DIP 1024--Shared Atomics--Community Review Round 1

Gregor Mückl gregormueckl at gmx.de
Wed Oct 16 18:43:30 UTC 2019


On Tuesday, 15 October 2019 at 11:28:24 UTC, Ola Fosheim Grøstad 
wrote:
> On Tuesday, 15 October 2019 at 10:25:54 UTC, Gregor Mückl wrote:
>> generated by at most one of the running threads. So there is 
>> no need to synchronize memory writes when the underlying 
>> hardware architecture provides sufficient cache coherency 
>> guarantees.
>
> So what you basically is saying is that a low level language 
> should be careful about assuming a particular hardware model 
> and leave more to intrinsics and libraries.
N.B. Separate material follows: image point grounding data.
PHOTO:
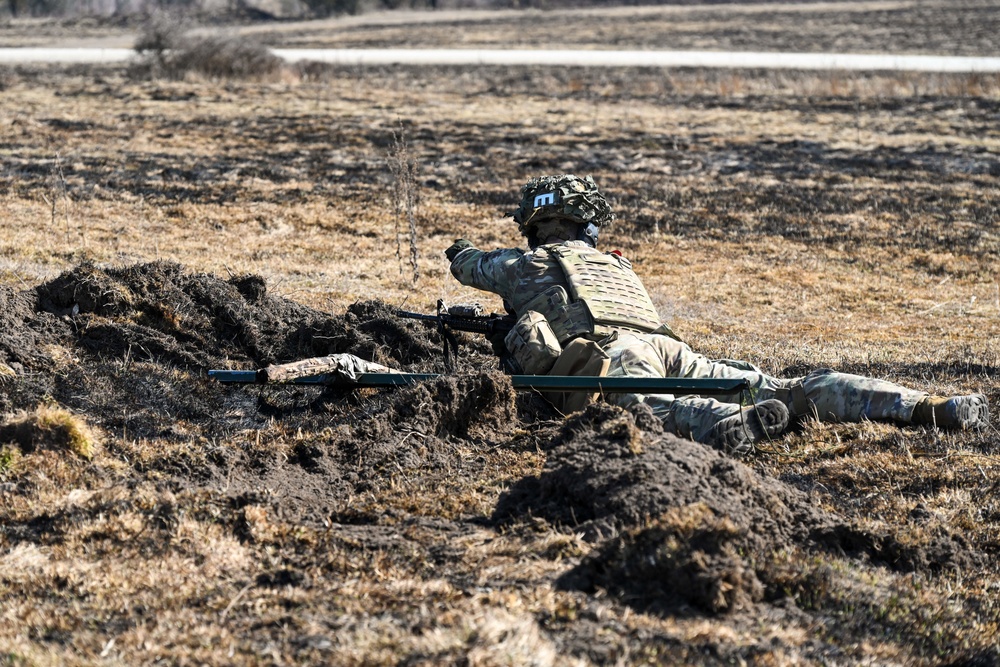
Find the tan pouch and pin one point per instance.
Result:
(533, 344)
(580, 357)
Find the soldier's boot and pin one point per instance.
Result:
(736, 434)
(963, 412)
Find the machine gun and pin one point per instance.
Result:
(471, 318)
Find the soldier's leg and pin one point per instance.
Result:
(846, 397)
(723, 424)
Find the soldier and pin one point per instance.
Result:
(572, 300)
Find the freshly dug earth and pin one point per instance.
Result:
(677, 528)
(695, 520)
(794, 219)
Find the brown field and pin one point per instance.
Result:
(152, 230)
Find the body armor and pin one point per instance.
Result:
(596, 294)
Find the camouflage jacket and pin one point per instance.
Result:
(613, 295)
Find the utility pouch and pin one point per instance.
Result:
(533, 344)
(571, 321)
(582, 358)
(567, 320)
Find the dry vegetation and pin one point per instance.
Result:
(154, 229)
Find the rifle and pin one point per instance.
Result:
(471, 318)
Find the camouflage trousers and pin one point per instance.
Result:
(824, 394)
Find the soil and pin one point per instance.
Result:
(143, 337)
(791, 219)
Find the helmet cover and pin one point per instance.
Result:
(564, 196)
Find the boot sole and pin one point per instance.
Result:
(737, 434)
(972, 412)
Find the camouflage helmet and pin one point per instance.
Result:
(564, 196)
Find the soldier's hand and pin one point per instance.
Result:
(458, 246)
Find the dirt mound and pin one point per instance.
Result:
(687, 523)
(159, 311)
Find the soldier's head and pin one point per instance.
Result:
(563, 207)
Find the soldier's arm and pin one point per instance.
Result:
(492, 271)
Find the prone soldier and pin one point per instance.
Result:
(572, 300)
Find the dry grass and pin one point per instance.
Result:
(798, 220)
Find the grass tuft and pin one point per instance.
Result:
(49, 427)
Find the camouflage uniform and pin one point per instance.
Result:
(643, 348)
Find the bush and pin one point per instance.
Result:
(167, 51)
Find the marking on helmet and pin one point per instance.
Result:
(545, 199)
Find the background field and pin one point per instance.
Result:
(797, 220)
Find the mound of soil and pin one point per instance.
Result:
(127, 348)
(159, 311)
(687, 524)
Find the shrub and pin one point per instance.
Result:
(166, 50)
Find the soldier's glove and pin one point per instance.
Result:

I think that is 
> reasonable, because hardware does change and concurrent 
> programming strategies change.

I'm not sure if this is quite what I'm saying. I guess I'm fine 
with the compiler telling me that a piece of code tries to access 
shared data without any annotation that this is what is desired. 
In my opinion, it then needs to be up to the developer to deal 
with this. It is *not* OK for the compiler to go and secretly 
insert synchronization mechanisms (memory barriers, atomic 
operations, etc...) behind the developer's back. If such an 
automatism must exist, it also must be invoked by the developer 
explicitly ("Computer, generate automatic synchronization!"). And 
there must be a way to tell the compiler that the developer is a 
responsible adult who knows what he/she is doing and that the 
code is OK for reasons unknown to the compiler.